In response to the summer’s record heat waves amid an enduring period of drought, UK utility Anglian Water moved to ramp up its use of drones to spot pipeline leaks faster – an effort that has already spared the company and its customers countless gallons of expensive wasted seepage.
Anglian Water is one of the largest water utilities in the UK, and has used drones since 2017 to keep watch over the 24,000 miles of largely underground mains that serve communities across the southeastern part of England. But in response to evidence that global warming will make hotter temperatures and lower levels of rainfall a recurring problem, Anglian is using a diversified approach to spotting areas of leakage faster, allowing for quicker action on repairs that tend to be less expensive if caught early.
That updated effort focused on a reservoir near Colchester, which like the rest of eastern England is suffering from considerably reduced rainfall this year.

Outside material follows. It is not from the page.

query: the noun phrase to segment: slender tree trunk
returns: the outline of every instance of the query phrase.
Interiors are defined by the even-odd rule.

Previously, drones equipped with thermal sensors were flown to collect data along pipeline routes around Colchester that allowed Anglian to create maps whose temperature differentials signaled likely breaches. Chris Utton, Anglian’s intensive leak delivery manager, said analysis using FLIR software produced a color or greyscale diagram of the surveyed zone, with warmer spots surrounded by cooler areas (or vice versa in summer) usually indicative of network seepage.
Taking into account the record heat waves and effects of diminished rainfall, meanwhile, Anglian decided to also use its drones as aerial eyeballs, scouring terrain above its pipelines for evidence of leaking water benefiting what should be thirsty foliage.
“Our drones are looking for unusual flora growth which, during periods of dry weather like we’ve seen this summer, can indicate leaks on our water mains,” Utton explains. “These leaks are usually really difficult to find. In the past, drones have helped us find and fix leaks on sections of pipe that we had previously planned to replace. This technology can save us up to £7,000 per flight in water lost through leakage, and tens of thousands of pounds preventing unnecessary pipe replacements, helping us keep customers’ bills low.”
Indeed, undetected leaks that continue for longer periods of time not only produce expensive loss of water, but also gradually enlarge breach points – and favor corrosion within amid soggy soil – resulting in bigger, costlier, and more disruptive repairs.
But by combining onboard drone tech with both logic and botanical surveillance, Anglian is saving itself and its clients potentially millions in unnecessary and expensive waste.
“This year’s drought has given us the opportunity to spot leaks in a new way,” Utton says.